Another factor affecting data reproducibility is the number of points collected across the peak. Scanning too many metabolites at the same time can increase the cycle time and reduce the points across the peak, which in turn reduces peak area reproducibility. In our method, the gradient was carefully optimized so that even in the most intense scanning period in the gradient (RT 16–18 min), only about 150 metabolites were simultaneously targeted by the scheduled MRM algorithm. The average number of points across the peak were 20, which were enough for the generation of reproducible peak area each time.

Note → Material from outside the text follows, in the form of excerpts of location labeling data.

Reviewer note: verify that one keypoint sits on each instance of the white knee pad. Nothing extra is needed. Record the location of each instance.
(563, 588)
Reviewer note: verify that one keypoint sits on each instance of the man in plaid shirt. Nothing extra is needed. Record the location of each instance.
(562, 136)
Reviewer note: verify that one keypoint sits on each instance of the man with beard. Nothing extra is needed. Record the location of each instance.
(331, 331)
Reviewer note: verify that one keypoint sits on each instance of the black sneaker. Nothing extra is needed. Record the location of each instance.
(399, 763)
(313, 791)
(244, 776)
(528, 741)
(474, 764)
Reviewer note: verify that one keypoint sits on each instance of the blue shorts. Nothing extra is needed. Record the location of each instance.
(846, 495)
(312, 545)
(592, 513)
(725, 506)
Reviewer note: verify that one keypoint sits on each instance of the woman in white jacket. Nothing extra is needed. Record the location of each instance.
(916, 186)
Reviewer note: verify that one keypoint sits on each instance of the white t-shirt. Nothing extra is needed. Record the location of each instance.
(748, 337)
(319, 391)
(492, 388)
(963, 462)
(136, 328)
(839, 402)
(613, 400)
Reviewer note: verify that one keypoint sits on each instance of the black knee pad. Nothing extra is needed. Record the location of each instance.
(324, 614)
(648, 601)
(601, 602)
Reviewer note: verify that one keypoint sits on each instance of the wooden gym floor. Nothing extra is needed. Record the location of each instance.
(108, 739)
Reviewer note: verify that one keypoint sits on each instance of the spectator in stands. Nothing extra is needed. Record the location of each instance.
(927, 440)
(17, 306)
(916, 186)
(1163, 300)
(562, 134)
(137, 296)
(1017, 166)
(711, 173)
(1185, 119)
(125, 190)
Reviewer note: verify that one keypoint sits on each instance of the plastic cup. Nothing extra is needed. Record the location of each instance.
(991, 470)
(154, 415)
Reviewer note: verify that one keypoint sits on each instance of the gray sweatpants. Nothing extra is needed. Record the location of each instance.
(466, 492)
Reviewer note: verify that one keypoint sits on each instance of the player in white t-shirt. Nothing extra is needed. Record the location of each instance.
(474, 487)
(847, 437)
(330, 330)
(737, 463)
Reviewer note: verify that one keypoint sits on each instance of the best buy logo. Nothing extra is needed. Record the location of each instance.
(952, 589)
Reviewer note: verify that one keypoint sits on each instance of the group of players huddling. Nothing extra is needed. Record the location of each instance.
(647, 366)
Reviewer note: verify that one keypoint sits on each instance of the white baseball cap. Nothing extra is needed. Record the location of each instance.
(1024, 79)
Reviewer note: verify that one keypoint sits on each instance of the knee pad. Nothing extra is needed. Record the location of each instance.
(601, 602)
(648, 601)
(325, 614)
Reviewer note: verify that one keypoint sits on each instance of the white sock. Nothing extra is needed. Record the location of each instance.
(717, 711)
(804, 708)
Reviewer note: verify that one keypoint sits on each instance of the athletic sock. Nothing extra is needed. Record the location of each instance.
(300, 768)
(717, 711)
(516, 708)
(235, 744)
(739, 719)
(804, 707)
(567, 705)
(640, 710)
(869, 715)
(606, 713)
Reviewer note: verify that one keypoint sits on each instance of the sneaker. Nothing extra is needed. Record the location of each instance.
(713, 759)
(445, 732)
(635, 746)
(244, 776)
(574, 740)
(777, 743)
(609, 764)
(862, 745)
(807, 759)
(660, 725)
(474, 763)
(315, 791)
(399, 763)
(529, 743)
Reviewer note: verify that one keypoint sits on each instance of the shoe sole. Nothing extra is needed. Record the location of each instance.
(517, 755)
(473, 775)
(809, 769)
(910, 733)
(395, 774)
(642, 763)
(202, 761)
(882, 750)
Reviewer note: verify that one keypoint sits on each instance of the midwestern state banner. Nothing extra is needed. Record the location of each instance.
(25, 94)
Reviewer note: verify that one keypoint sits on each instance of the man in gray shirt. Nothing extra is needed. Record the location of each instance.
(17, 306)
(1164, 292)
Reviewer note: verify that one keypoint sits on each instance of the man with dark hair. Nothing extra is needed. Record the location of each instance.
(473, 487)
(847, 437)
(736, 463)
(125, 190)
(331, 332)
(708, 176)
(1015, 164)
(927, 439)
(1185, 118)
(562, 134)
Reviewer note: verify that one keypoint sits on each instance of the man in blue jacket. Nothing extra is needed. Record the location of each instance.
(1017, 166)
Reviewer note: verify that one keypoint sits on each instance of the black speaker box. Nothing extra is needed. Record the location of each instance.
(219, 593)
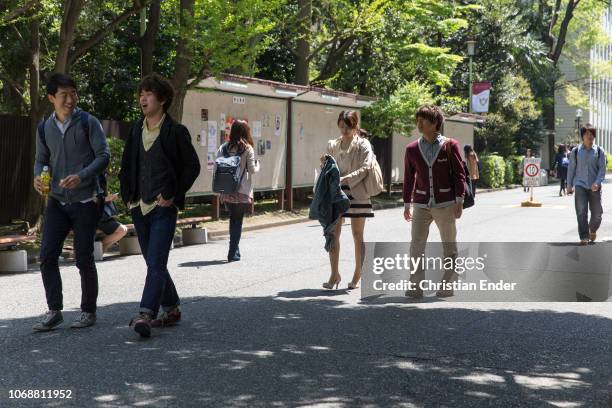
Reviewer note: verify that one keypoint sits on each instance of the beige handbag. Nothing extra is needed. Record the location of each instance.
(373, 182)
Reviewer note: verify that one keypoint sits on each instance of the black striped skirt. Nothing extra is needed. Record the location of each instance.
(358, 208)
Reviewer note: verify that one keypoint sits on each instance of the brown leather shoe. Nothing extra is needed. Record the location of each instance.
(169, 318)
(142, 324)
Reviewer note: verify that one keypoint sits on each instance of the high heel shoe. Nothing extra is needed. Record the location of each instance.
(330, 285)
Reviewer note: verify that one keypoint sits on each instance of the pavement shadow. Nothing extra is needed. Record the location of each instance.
(268, 351)
(197, 264)
(310, 293)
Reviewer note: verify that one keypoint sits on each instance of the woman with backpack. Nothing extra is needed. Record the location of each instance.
(561, 166)
(239, 202)
(353, 153)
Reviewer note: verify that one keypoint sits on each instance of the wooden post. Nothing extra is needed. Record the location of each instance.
(289, 157)
(216, 204)
(280, 199)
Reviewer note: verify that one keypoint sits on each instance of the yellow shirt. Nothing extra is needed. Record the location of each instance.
(149, 136)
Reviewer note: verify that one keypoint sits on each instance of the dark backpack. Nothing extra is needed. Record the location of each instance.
(227, 177)
(599, 151)
(468, 198)
(85, 126)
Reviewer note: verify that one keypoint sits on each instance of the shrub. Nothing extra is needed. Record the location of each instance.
(509, 172)
(493, 171)
(116, 146)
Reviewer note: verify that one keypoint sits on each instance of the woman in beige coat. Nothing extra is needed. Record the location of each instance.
(353, 154)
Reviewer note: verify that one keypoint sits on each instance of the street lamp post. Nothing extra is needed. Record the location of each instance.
(471, 48)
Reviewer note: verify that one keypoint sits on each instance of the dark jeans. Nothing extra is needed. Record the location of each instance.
(473, 187)
(586, 200)
(59, 219)
(563, 185)
(155, 234)
(237, 212)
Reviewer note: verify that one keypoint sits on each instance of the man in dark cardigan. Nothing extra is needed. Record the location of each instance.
(158, 167)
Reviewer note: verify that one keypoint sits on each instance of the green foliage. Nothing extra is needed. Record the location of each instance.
(495, 135)
(396, 114)
(116, 146)
(493, 171)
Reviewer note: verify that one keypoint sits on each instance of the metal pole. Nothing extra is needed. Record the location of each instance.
(143, 29)
(470, 85)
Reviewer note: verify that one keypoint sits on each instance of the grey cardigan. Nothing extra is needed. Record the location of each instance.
(73, 153)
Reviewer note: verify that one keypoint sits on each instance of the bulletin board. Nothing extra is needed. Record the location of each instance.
(312, 126)
(208, 115)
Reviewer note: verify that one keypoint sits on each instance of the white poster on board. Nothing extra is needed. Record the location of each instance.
(212, 136)
(277, 125)
(257, 130)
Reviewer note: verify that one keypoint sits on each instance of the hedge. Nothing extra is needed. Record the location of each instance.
(493, 171)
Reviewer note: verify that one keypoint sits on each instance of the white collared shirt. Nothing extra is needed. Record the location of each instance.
(62, 126)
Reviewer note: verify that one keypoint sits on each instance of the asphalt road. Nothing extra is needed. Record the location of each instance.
(261, 332)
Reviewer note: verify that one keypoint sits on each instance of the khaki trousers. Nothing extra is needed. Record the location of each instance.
(446, 222)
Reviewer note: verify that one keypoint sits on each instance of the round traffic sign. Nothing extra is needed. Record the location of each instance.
(532, 170)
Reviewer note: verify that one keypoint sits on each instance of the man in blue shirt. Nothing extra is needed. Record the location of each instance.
(72, 144)
(586, 172)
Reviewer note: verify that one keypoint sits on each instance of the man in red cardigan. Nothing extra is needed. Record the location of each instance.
(434, 183)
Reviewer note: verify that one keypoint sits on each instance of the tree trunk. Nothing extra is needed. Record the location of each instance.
(72, 10)
(34, 204)
(182, 68)
(302, 62)
(147, 42)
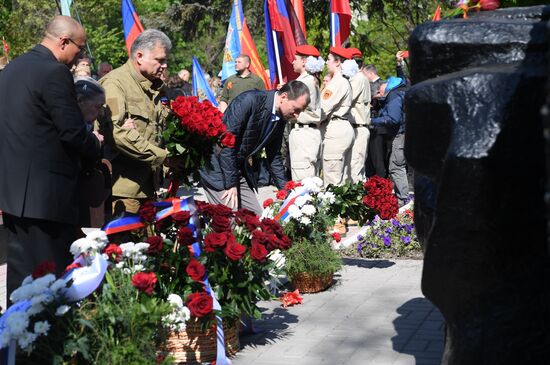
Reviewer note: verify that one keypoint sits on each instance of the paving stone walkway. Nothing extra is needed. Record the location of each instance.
(374, 314)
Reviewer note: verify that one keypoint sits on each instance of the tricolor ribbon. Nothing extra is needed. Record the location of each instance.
(130, 222)
(283, 214)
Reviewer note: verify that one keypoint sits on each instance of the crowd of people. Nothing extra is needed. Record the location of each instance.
(86, 146)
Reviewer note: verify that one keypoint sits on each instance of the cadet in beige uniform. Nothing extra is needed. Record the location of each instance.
(305, 136)
(360, 119)
(338, 133)
(136, 116)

4.4 Selection of sample collection tubes

Bias in sample collection is a frequently forgotten problem responsible for uncontrolled errors in metabolomic analysis and can have a major impact on the identification of biomarkers. Our results showed clear differences between K2-EDTA and Li-heparin plasma that related to the specific class of metabolites measured. The choice of tubes should therefore be made based on the aim of the study. If the study focuses on the analysis of phosphorylated nucleotides, EDTA tubes have some advantages, but come at the cost of several weaknesses. For more general, targeted, metabolomic analysis across many different classes of molecules, Li-heparin tubes are recommended. Our findings are in line with others who have recommended EDTA plasma for untargeted studies (Yin et al. 2013) and Li-heparin plasma for targeted studies (Dunn et al. 2011). Serum samples, which avoid the issue of chemical additives, but require a clotting step, may also have utility in some metabolomics studies. The coagulation cascade during the preparation of serum affected the levels of certain classes of metabolites such as eicosanoids, nucleotides and serotonin. When using archived samples from biobanks, critical attention should be paid to the type of collection tube that was used. Collection tube chemistry must be standardized for each metabolomic experimental series.

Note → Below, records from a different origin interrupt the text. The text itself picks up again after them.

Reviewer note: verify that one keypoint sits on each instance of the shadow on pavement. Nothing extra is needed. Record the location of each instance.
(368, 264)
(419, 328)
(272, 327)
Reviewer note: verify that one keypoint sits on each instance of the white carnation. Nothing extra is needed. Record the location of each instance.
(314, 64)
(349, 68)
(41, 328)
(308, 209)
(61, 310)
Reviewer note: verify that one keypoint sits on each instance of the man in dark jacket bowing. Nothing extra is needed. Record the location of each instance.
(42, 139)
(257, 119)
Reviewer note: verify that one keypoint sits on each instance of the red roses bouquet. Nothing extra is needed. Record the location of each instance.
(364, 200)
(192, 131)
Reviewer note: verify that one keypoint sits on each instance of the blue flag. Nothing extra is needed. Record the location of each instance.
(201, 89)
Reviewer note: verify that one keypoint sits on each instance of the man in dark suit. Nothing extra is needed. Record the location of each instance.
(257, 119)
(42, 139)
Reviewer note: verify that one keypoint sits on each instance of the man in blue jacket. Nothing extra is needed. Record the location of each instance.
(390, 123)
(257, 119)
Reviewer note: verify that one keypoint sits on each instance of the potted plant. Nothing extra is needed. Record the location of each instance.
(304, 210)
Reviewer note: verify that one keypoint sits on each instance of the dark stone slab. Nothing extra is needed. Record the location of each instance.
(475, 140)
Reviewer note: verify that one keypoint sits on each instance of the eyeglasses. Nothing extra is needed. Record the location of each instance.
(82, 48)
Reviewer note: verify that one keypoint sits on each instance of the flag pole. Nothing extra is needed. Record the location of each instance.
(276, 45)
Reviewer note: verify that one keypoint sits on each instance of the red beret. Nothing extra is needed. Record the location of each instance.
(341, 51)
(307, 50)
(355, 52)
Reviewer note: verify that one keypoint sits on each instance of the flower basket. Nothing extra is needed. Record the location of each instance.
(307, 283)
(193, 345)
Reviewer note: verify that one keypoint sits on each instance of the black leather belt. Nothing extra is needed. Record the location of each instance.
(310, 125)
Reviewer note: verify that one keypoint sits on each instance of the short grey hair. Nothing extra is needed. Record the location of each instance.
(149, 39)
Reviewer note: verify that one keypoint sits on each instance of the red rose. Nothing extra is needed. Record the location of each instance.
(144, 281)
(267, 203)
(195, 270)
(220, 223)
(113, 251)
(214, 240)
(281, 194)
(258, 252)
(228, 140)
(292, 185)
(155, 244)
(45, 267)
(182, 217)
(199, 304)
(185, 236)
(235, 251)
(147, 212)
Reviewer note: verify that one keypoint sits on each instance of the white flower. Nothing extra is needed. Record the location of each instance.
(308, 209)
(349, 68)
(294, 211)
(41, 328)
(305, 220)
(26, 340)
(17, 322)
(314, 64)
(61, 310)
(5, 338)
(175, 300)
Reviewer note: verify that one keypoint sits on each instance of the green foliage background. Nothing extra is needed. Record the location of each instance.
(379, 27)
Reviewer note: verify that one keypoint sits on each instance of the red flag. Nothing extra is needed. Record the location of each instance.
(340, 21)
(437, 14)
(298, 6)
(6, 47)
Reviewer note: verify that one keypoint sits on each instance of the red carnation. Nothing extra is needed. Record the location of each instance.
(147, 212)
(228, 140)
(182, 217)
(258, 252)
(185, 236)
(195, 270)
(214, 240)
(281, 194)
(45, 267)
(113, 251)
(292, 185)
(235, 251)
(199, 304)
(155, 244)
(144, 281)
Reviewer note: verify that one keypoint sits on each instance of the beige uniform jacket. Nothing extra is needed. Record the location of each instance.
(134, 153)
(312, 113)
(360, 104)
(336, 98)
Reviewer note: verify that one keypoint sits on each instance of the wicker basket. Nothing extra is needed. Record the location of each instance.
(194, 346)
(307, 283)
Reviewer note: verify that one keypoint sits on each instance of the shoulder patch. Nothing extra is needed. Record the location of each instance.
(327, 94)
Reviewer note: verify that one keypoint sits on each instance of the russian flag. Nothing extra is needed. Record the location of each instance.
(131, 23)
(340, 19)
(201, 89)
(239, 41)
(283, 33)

4.5 Inter-instrument and inter-tester validation for disease diagnosis

This study successfully replicated our recent findings of the unique chemical signature in CFS patients, which could be used for the diagnosis of CFS (Naviaux et al. 2016). Although the samples had been stored in −80 °C for about 1.5 years and a small number of metabolites might be changed because of degradation or ion suppression effects, the chemical signature and the diagnostic biomarkers remained unchanged. Good linearity was still achieved for these biomarkers in the 5-point mixing experiment. To validate the method independently, we repeated the analysis on this 40-sample study on a different Qtrap 5500 system by a different investigator. Even though nearly 95% of the absolute peak areas were different due to sensitivity and tuning differences between two instruments, the eight metabolites selected in our original study still performed with a 95% ROC curve accuracy in distinguishing controls from CFS patients (Fig. 6). And perhaps even more importantly, pathway analysis of the results validated the original study results, emphasizing the importance of sphingolipids and phospholipids in the biology of CFS in this cohort (Naviaux et al. 2016).

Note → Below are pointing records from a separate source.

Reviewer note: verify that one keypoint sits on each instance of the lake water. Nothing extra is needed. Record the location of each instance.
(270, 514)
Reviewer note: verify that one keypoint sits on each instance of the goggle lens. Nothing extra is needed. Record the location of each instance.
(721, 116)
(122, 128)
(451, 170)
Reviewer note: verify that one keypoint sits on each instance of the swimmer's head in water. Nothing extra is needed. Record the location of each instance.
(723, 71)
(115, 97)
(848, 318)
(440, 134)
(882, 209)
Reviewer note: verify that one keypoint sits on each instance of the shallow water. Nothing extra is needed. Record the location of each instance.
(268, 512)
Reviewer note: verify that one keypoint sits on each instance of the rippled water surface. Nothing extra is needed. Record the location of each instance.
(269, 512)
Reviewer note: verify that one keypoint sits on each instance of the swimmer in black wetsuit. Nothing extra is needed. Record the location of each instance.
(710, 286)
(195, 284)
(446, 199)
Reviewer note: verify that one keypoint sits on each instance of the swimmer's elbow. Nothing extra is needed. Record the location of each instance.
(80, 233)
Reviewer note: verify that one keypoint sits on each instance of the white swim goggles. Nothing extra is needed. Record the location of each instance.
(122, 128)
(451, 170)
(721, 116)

4.6 Analytical limitations

A mass resolution of ±0.7 da is a known limitation of QqQ mass spectrometers, which rely on characteristic fragmentation patterns to identify metabolites. Occasionally, isobaric molecules cannot be resolved in our method such as hexose sugars. The hexose pool was quantified. Peak splitting was observed for some of long-chain acylcarnitines such palmitoylcarnitine (C16) and myristoylcarnitine (C14) on the HILIC column. In addition, some neurotransmitters (norepinephrine, epinephrine and melatonin) were not well detected in our method. A reverse phase method might be an alternative solution for some of these metabolites.

5 Conclusion

We report an optimized method for targeted, broad-spectrum metabolomic analysis of 610 molecules from over 60 biochemical pathways in a single injection. This method performed well in rigorous analytical validation and was able to reproduce the metabolomic results from samples stored for over 1.5 years in a clinical validation experiment.